Output-token shaping is off by default and explicitly marked as producing estimated savings, not measured ones, unless you opt into a 10% holdout control group via `HEADROOM_OUTPUT_HOLDOUT=0.1`. ML compression (Kompress) requires PyTorch. The `[ml]` extra adds a non-trivial dependency footprint.

## The bottom line

Headroom is the most practical lever for cutting agent token costs without changing agent logic. The proxy mode requires zero code changes, the MCP mode gives the LLM direct control over compression, and CCR means no information loss. Requires Python 3.10+, licensed Apache 2.0, free for commercial use.

## FAQ

### What is Headroom and what problem does it solve?

Headroom is a context compression layer for AI agents and LLM applications that reduces token consumption by 60-95% on tool outputs, logs, RAG results, files, and conversation history before the content reaches the model. Every agent tool call, database read, or retrieval result tends to be 70-95% boilerplate the model does not need; Headroom compresses that noise away using six specialized algorithms. Critically, it is reversible: originals are stored locally in a CCR store and the LLM can retrieve them on demand via a hash key, so no information is permanently discarded.

### How do I install and start using Headroom?

Install with `pip install "headroom-ai[all]"` (Python 3.10+ required) or `npm install headroom-ai` for TypeScript. For the MCP server specifically, run `pip install "headroom-ai[proxy]"` or the lighter `pip install "headroom-ai[mcp]"`, then `headroom mcp install` to register with Claude Code, and finally `claude` to start a session with compression tools available. For zero-code-change proxy mode, run `headroom proxy` and point your app at `http://localhost:8787`. To wrap a coding agent in one step, use `headroom wrap claude` (or `codex`, `aider`, `copilot`, `opencode`).

### Is Headroom free? What is the license?

Headroom is open source under the Apache 2.0 license, which permits free commercial use. There are no usage fees from Headroom itself; you continue to pay your LLM provider for the tokens consumed, which Headroom reduces significantly. The library, proxy, and MCP server are all included in the open-source distribution.

### What kinds of workloads benefit most from Headroom?

Headroom delivers the largest savings on tool-heavy agentic workflows where individual tool calls return large JSON blobs, log dumps, grep results, or RAG retrievals. Per the README benchmarks, code search over 100 results compresses 92%, SRE incident debugging compresses 92%, and GitHub issue triage compresses 73%. It also helps multi-agent systems by providing a shared, deduplicated context store across Claude, Codex, and Gemini instances. Workloads with short, focused prompts that already fit comfortably in context will see less benefit.

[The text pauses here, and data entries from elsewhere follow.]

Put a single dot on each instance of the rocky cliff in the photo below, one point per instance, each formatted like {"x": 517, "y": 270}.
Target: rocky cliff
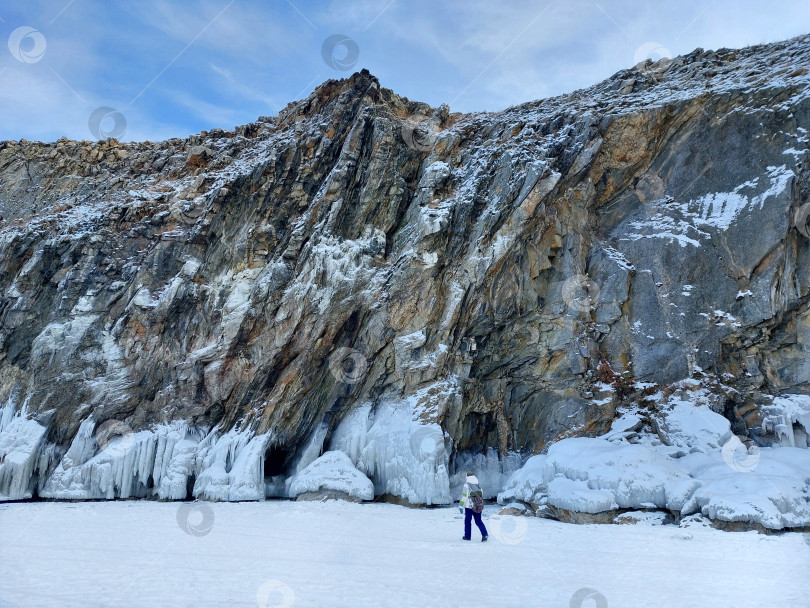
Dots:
{"x": 427, "y": 291}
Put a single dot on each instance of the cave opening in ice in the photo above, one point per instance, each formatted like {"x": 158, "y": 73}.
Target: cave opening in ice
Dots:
{"x": 275, "y": 461}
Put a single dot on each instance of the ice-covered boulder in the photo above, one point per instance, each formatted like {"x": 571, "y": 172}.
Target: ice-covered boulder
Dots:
{"x": 592, "y": 475}
{"x": 401, "y": 455}
{"x": 692, "y": 426}
{"x": 772, "y": 489}
{"x": 332, "y": 474}
{"x": 526, "y": 484}
{"x": 21, "y": 440}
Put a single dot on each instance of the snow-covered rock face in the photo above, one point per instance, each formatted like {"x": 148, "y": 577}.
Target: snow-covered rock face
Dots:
{"x": 332, "y": 473}
{"x": 316, "y": 281}
{"x": 692, "y": 464}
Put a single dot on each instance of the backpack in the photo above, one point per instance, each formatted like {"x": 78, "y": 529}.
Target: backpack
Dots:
{"x": 476, "y": 497}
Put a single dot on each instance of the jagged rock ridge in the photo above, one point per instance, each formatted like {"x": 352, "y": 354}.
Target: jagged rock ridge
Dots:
{"x": 425, "y": 291}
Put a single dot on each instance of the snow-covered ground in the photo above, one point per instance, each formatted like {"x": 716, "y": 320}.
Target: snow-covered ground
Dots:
{"x": 326, "y": 554}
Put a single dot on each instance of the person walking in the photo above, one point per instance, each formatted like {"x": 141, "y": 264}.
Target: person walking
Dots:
{"x": 472, "y": 504}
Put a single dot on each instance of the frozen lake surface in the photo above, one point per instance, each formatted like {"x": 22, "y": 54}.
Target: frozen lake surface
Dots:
{"x": 299, "y": 554}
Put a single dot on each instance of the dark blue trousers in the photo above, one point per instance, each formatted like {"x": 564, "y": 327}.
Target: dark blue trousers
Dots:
{"x": 468, "y": 515}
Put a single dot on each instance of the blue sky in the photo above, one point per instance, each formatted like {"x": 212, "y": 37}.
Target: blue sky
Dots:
{"x": 176, "y": 67}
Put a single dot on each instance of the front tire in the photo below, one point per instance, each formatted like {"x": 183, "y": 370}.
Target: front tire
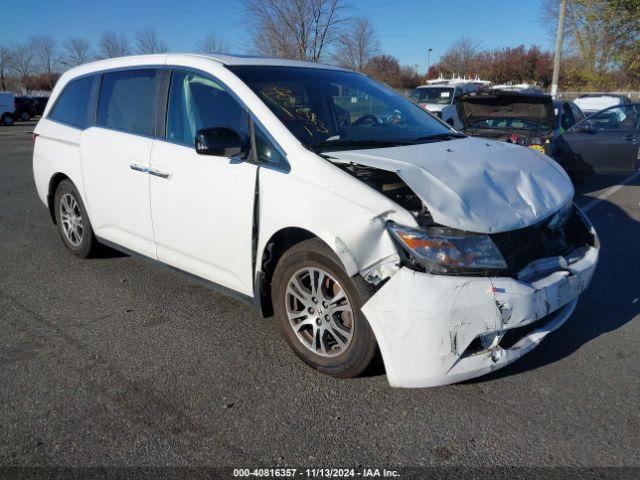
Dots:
{"x": 317, "y": 306}
{"x": 73, "y": 222}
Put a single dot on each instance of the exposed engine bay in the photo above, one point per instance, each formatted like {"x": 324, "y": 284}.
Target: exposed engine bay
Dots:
{"x": 548, "y": 238}
{"x": 393, "y": 187}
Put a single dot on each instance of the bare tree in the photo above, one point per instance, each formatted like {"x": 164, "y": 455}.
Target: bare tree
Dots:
{"x": 46, "y": 59}
{"x": 148, "y": 41}
{"x": 296, "y": 29}
{"x": 22, "y": 63}
{"x": 600, "y": 35}
{"x": 113, "y": 45}
{"x": 211, "y": 44}
{"x": 458, "y": 58}
{"x": 357, "y": 44}
{"x": 76, "y": 51}
{"x": 5, "y": 64}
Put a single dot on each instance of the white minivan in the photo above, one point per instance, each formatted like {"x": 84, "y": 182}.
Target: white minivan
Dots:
{"x": 360, "y": 221}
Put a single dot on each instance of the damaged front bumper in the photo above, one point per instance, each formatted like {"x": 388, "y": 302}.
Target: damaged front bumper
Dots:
{"x": 435, "y": 330}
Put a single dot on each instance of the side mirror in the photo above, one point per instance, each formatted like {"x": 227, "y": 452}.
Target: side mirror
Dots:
{"x": 219, "y": 142}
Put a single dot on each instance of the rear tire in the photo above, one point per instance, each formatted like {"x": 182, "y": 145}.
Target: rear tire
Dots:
{"x": 322, "y": 321}
{"x": 73, "y": 222}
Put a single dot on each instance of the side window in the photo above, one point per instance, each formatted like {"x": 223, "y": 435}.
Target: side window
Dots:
{"x": 617, "y": 118}
{"x": 197, "y": 102}
{"x": 567, "y": 117}
{"x": 72, "y": 105}
{"x": 577, "y": 113}
{"x": 127, "y": 101}
{"x": 265, "y": 150}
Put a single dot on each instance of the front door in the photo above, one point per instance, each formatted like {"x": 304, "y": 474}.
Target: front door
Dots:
{"x": 607, "y": 142}
{"x": 202, "y": 206}
{"x": 115, "y": 160}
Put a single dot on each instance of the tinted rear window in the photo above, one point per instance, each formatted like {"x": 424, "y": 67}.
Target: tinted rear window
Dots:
{"x": 127, "y": 101}
{"x": 72, "y": 104}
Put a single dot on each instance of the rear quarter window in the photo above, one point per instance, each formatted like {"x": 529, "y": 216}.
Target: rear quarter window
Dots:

### How does Headroom compare to just summarizing or truncating context manually?

Unlike manual summarization or naive truncation, Headroom uses content-type-aware compressors that preserve semantically important content: SmartCrusher keeps statistical anomalies and boundary values in JSON, CodeCompressor (via tree-sitter AST analysis) preserves function signatures while collapsing bodies, and LogCompressor retains errors and warnings while dropping passing noise. Crucially, it is reversible via CCR: a hash-addressed local store lets the LLM retrieve full originals when it needs them, which no truncation approach supports. Accuracy benchmarks at N=100 show GSM8K math scores hold flat and BFCL tool-calling accuracy stays at 97% with 32% compression.

### What are the main limitations or risks to know about?

ML-based text compression (Kompress) requires PyTorch, adding substantial install weight, use `pip install "headroom-ai[ml]"` only when prose compression is needed. Output token shaping is off by default, and savings estimates are counterfactual: Headroom reports a 95% confidence interval rather than an exact number, unless you opt into a holdout control group via `HEADROOM_OUTPUT_HOLDOUT=0.1`. Compressed originals in the local CCR store have a 1-hour TTL, so long-running sessions that pause and resume may lose retrieval access to early content. Cursor integration is manual; users must paste proxy base URLs into Cursor's settings rather than using an automated wrap command.